Comment le marché des télécoms peut sortir de la crise
Licenciements, chute des cours en Bourse, résultats en recul, la série noire pour le monde des télécommunications semble sans fin. En moins d'un an, le secteur est passé de l'euphorie à la désillusion, puis à la sinistrose. Comment en est-on arrivé là et par quels chemins s'en sortir?
Aux Etats-Unis comme en Europe, toute la filière des télécommunications, des équipementiers aux opérateurs, broie du noir. Dernier exemple en date, le bernois Ascom vient d’annoncer une perte de 26 millions pour le 1er semestre 2001, alors que, l’an dernier à la même période, il affichait encore un bénéfice net de 60 millions.
Des investissements mirobolants
Essayons d’analyser cette descente aux enfers. Emportés par la frénésie technologique, les opérateurs ont investi des sommes colossales pour construire des réseaux de fibres optiques, pour acquérir des licences pour la téléphonie mobile de la troisième génération UMTS ou pour les concessions WLL, la boucle locale radio sans fil.
Mais la machine s’est emballée, d’un côté les dépenses atteignaient des sommets, de l’autre les recettes ont commencé à plafonner. Il a fallu conjuguer avec la guerre des prix lancée par les nouveaux venus, puis c’est le ralentissement du marché du mobile qui a pris de court les opérateurs.
Les clients, moins dépensiers, ont fait baisser le chiffre d’affaires moyen par abonné. Chez Swisscom Mobile, ce montant était de 72 francs par mois l’an dernier, soit un recul de 12% par rapport à 1999.

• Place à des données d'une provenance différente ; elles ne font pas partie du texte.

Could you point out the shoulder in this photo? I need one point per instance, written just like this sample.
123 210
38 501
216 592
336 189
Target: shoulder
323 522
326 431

Pour compenser, les opérateurs essayent d’accroître le trafic mobile de données. D’ici cinq ans, le chiffre d’affaires généré par ce type de communication devrait couvrir les deux tiers du revenu moyen par abonné. Mais, pour cela, il faudra mettre en place les réseaux GPRS puis UMTS, qui apparaissent désormais comme la seule porte pour sortir de l’impasse actuelle.
Ces technologies qui offrent un accès permanent à Internet sont perçues comme des relais de croissance. Le problème, c’est que la commercialisation du GPRS et de l’UMTS a été repoussée à maintes reprises et rien de garantit que les clients adopteront en masse ces produits.
Coups de maître pour Swisscom
Bloqués par leur endettement massif, les opérateurs ont demandé de l’aide aux équipementiers pour financer leur développement technologique. Tous les fabricants ont dû offrir des crédits-fournisseurs aux opérateurs, finançant parfois même 150% de la valeur de la commande. Résultats, les équipementiers se sont retrouvés dans la même impasse que les opérateurs.
En Suisse, la politique plutôt conservatrice de Swisscom s’est finalement révélée payante. Certes, le géant bleu est aussi touché par la crise et quelque 6000 postes sont en train d’être supprimés. Mais Swisscom a réussi un coup de maître en achetant l’entreprise allemande debitel.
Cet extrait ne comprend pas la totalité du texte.